It gave me wings to fly and then it took away my sky

Yesterday I felt like a big open wound walking around. I never realized a few mini bottles of wine most every night had such an impact on my life. I was more dependent than I ever realized because now my heart is grieving it’s loss.

This is not even my bottom.

My bottom happened years ago when I was high on pills and drunk everyday for 2 years straight. Getting high and drunk was my solution. And when I finally ended up at a faith based treatment center I looked like “a wounded animal that had been ran over and left in the road to die”, the director of the facility would later tell me.

I was at the end of myself, whatever that “self” was. The truth is I was completely lost in this world, from birth it seems, until my first drink of alcohol. And the pills that followed years later were to me the perfect combination of an odorless, energizing, buzz. I became superwoman, I thought. But as we all know-the ones that have been down this incomprehensible, demoralizing road-“it gave me wings to fly, and then it took away my sky”.

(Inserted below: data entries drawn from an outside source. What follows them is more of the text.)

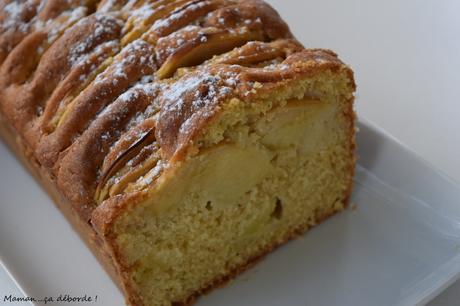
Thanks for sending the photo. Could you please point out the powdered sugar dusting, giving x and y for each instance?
(104, 25)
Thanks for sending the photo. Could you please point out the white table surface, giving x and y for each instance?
(406, 56)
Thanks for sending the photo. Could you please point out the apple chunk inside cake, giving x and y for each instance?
(261, 173)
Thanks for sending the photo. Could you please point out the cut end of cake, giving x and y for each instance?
(262, 171)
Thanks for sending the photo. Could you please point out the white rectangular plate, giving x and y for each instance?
(397, 244)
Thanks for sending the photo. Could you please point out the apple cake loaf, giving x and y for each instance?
(183, 139)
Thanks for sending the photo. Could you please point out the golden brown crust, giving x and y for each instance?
(82, 81)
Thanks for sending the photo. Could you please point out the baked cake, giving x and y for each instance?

Completely alone in a foreign place provided the perfect setting for my heart to begin to heal. Because it was there in that place that I met The One who would not only save my soul but teach my handicapped mind and heart how to walk. I got to know God through His Word and I prayed to Him and slowly He transformed my life. I can’t explain it. I am not the person I was back then.

I had been clean and sober over 3 years when the pain of endometriosis became unbearable and started taking Tramadol. At that time Tramadol was not a controlled substance, even though it is now. But what I want to say is this…It took maybe a day or two for the addiction in my brain to take back over on that day nearly 3 years ago. And now I have 17 days sober.

I cant be sure but the only reason I believe that I haven’t went down into the pits of addiction I was in before is because of the sustaining grace of God. I wish so much I would’ve been more cautious. For a year after that relapse the morning sun was just a reminder of how much I failed. It’s been a long process to get this 17 days sober and clean again. The desire to drink or use is not there right now, and for that I’m so grateful.

I’m not sure if I just didn’t listen before or no one told me. But this is the first time I’ve ever tried to not escape in recovery. What I mean is I’m learning from other sober bloggers is just to be honest and learn to deal with emotions without drowning them with alcohol. Why have I never learned this before?? I can look back now and see it so clearly.

It was never ok to be wrong or sad or mad.

I can honestly say, with tears in my eyes, that in this moment, right now, it is ok to be human. And that is freaking incredible. 🙂


12 thoughts on “It gave me wings to fly and then it took away my sky

  1. It’s definitely okay to be human. I think what scared me the most about getting sober is facing reality, life . I cry almost every day . I’m sure my days will come where I won’t cry so much but I’m just accepting this right now and I know it’ll get better . God is great and he’s always with us. 🙌

    Liked by 2 people

  2. Writing it all out has made a huge difference for me. Even so, after completing my 100 day sober challenge, I fell once again. Sneaky, sneaky this self deception. I probably won’t have much time to write on WTW until after the New Year as I work in specialty food and it’s insane right now as you might imagine. Plus writing doesn’t come easily to me and it takes me hours to pen even a few paragraphs! Love your posts. God Bless you, Wynn.

    Liked by 1 person

  3. I’m learning to let feeling come in and wash over me, if they want to, but then letting go of them completely. I pray for help releasing them, and then watch them dissipate like smoke. And they’re gone. Then I can picture my mind like a blank slate, and I write in sunlight “I am loved. All is well.”

    Liked by 2 people

  4. I heard a podcast and a doctor said that an alcoholic brain never forgets. You can go three years without drinking but your brain never forgets how much you used to drink. Within a short time of relapsing most people will be back drinking the very same amount that they were drinking before they quit. Don’t blame yourself. You succeeded before and you will succeed again.